Somehow this is consistent with Franks’ saying he is a conservative.

One may think there’s nothing conservative about supporting the teachers unions’ right to strike in Illinois, when the state is teetering on bankruptcy.

It may also defy common sense.

O’Neill is a member of the District 15 school board and may understand the implications.

Massachusetts is an equal to Illinois (at least) in liberalism, and also unionism.

It has a better public education system and doesn’t allow its teachers to strike.

Huntley Has Two Meetings with Teachers Union; Nobody Can Remember When

June 15, 2010 By: Cal Skinner Category: Christine Laird, Huntley Education Association, Huntley School Board, Huntley School District 158, Julie Lutter, Kevin Genrty, Kim Aschenbach

How credible is it for a school district to have two meetings with its teachers union and no one can officially remember when either one was?

Huntley’s answer was it can’t recall.

Administration does recall that it wasn’t at the district’s offices.  Seems a bit odd not to have it at the administration building unless you don’t want other people to see you’re having a meeting or who else is actually in attendance.
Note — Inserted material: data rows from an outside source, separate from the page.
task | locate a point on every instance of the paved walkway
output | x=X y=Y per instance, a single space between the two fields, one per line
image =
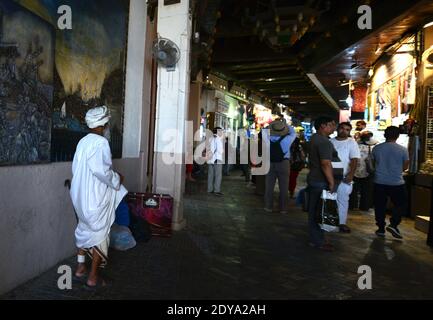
x=232 y=249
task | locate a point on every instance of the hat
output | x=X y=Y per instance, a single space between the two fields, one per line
x=278 y=128
x=97 y=117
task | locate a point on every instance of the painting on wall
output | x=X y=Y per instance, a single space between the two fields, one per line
x=26 y=85
x=89 y=70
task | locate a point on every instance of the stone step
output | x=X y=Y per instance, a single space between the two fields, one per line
x=422 y=223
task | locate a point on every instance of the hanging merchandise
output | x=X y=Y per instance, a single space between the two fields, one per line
x=360 y=99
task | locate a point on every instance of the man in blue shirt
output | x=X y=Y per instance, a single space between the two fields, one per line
x=390 y=160
x=281 y=138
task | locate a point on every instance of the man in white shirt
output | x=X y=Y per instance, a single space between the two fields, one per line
x=96 y=191
x=215 y=161
x=349 y=154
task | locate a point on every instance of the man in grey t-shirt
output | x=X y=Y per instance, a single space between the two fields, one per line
x=390 y=161
x=320 y=177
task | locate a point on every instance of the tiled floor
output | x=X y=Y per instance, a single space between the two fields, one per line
x=232 y=249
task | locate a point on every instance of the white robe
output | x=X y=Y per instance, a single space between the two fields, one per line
x=95 y=190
There are Open Meeting Act prohibitions against too many board members attending.

If you believe the district’s response below, four people meeting together to discuss union business was “informal.”

This is probably code for not informing the entire board, including Aileen Seedorf, what was going on.

Kevin Gentry

Aileen Seedorf

You see, Kevin Gentry and Aileen Seedorf were representing the district when they met with the teachers union for months after the current teachers’ contract was signed.
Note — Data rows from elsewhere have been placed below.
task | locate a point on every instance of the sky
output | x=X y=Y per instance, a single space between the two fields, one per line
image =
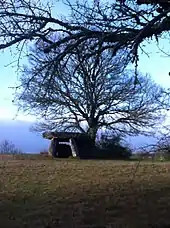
x=157 y=65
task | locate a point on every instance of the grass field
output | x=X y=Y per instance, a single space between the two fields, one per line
x=46 y=193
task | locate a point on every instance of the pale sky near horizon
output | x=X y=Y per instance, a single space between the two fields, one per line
x=156 y=65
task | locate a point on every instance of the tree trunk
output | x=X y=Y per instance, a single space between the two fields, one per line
x=92 y=132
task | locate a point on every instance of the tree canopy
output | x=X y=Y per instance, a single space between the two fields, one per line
x=88 y=95
x=114 y=25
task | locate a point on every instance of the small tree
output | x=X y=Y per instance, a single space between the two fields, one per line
x=7 y=147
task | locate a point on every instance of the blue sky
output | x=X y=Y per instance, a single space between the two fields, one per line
x=156 y=65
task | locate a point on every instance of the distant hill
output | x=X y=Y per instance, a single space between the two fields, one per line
x=19 y=133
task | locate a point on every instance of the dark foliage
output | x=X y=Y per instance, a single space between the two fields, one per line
x=112 y=148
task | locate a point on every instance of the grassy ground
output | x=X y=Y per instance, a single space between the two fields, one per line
x=46 y=193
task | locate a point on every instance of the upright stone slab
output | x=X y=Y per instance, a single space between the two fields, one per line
x=74 y=148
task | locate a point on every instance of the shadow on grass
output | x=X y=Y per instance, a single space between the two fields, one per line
x=128 y=207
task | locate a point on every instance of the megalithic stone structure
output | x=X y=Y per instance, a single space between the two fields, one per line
x=74 y=148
Obviously Gentry didn’t want Seedorf along to witness or listen into whatever side deal he was offering or discussions he had with the teachers union.

Apparently four individuals attended, one board member and three teachers, and no one wrote down anywhere when either meeting was.

Apparently there wasn’t any email or text messages to set up or confirm either meeting date.

Apparently Supt. John Burkey can’t remember when the meetings were, if he discussed the results with Gentry.

If you believe the district’s response Gentry met with three teacher union officials all by himself.  If Gentry took notes of what was said at the meeting you have to believe he forgot to put a date on any notes.  You also have to believe Supt. Burkey’s administrative assistant made no note in her calendar of when either meeting was held.

You can ask the Huntley district for meeting dates, and as you can see from the letter below, the district officially can’t recall. I wonder why all of the teachers can’t recall.  Or did the district not bother to ask their teacher employees for the information that’s within their control?

Here’s what I requested:

“Under the Freedom of Information Act, I request the dates of meetings held with the Huntley Educational Association’s bargaining agent in attendance after September 30, 2009 to present.”

This is District 158′s reply:

“This letter is in response to your Freedom of Information Act (FOIA) request of June 7, 2010 in which you requested, ‘Subject:  Req for HEA Bargaining Dates Since 9-30-09, I request the dates of meetings held with the Huntley Educational Association’s bargaining agent in attendance after September 30, 2009 to present.’

Here are three Huntley teachers holding up signs for those attending a pre-strike informational picket.

“Board of Education President, Mr. Kevin Gentry attended two informal meetings held outside of the district offices, each with Ms. (Kim) Aschenbach, Ms. (Julie) Lutter and Ms. (Christine) Laird in attendance. Unfortunately, he is unable to recall the dates of the meetings.”